By DIANA ELIAS
Associated Press
KUWAIT — Authorities have recovered explosives that three Kuwaitis and a North African had planned to use in attacks on a U.S. Army camp and on the homes and cars of Western military personnel, an Interior Ministry official said Saturday.
According to the official, Camp Doha, 14 miles north of Kuwait City, was a prime target. U.S. forces have had prepositioned weapons in the camp since the end of the 1991 Gulf War that liberated Kuwait from a seven-month Iraqi occupation.
The group intended to use its cache of 293 pounds of high explosives to bomb buildings where Western officers lived and to attack their cars on the road, the official said.
The comments confirmed a report published Friday by Al-Watan newspaper specifying the suspects’ planned targets. The Kuwaitis were in custody; the North African remained at large.
The cache, unearthed from the desert, included 1,450 detonators and five grenades.
When the Interior Ministry announced the arrests Thursday, it said only that the men were planning attacks inside and outside Kuwait.
About 5,000 U.S. servicemen and women are in Kuwait, maintaining the prepositioned weapons, conducting exercises and, along with several hundred British airmen, patrolling the no-fly zones imposed on Iraq after the war.
The military presence is part of 10-year defense agreements Kuwait signed with its Western allies after the war. The small oil-rich state has its own 20,000-man army.
U.S. forces in Kuwait and elsewhere in the Persian Gulf were placed on the highest level of alert last month for fear that more attacks would follow the Oct. 12 bombing of the USS Cole in Aden, Yemen. The attack killed 17 sailors and injured 39.
Security has been strengthened in areas where Westerners live, with soldiers carrying machine guns guarding apartment complexes in some city suburbs.

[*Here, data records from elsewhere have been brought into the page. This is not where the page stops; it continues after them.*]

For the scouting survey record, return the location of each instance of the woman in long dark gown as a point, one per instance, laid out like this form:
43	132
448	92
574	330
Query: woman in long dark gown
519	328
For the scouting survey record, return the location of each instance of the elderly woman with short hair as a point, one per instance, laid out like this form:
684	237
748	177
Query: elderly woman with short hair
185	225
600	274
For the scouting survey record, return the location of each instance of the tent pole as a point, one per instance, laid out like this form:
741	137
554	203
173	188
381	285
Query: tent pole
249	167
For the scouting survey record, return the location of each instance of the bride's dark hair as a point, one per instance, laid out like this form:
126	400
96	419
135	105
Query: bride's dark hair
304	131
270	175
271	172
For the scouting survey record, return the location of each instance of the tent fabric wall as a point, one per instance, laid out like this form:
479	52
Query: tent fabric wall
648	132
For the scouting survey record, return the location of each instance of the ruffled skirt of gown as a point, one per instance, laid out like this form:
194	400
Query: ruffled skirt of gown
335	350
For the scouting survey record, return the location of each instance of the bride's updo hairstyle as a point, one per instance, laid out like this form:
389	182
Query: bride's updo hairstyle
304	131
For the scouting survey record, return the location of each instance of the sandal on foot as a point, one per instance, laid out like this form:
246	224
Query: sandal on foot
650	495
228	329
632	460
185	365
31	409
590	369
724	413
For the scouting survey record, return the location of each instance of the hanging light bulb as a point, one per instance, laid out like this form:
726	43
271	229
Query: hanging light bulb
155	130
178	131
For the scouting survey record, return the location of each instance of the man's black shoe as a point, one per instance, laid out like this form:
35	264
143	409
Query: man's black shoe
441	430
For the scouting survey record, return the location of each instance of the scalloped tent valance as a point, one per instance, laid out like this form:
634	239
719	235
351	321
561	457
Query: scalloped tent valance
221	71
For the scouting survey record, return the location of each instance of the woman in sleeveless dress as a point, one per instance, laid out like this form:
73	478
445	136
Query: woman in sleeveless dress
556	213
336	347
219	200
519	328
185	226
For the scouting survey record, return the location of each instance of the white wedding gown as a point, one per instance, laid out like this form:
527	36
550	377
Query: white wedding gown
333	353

The Interior Ministry would not comment on press reports that linked the suspects to Islamic militant Osama bin Laden. Washington blames bin Laden, believed to be operating from Afghanistan, for the 1998 bombings of the U.S. embassies in Kenya and Tanzania. He also is a prime suspect in the bombing of USS Cole.
Yemeni sources have said there was no connection between the arrests in Kuwait and four fugitives being sought as part of the Cole investigation.
Muslim fundamentalists have become increasingly influential in Kuwait in the past decade. They are represented by about 20 members in the 50-seat house and have a strong following among the conservative Bedouin population.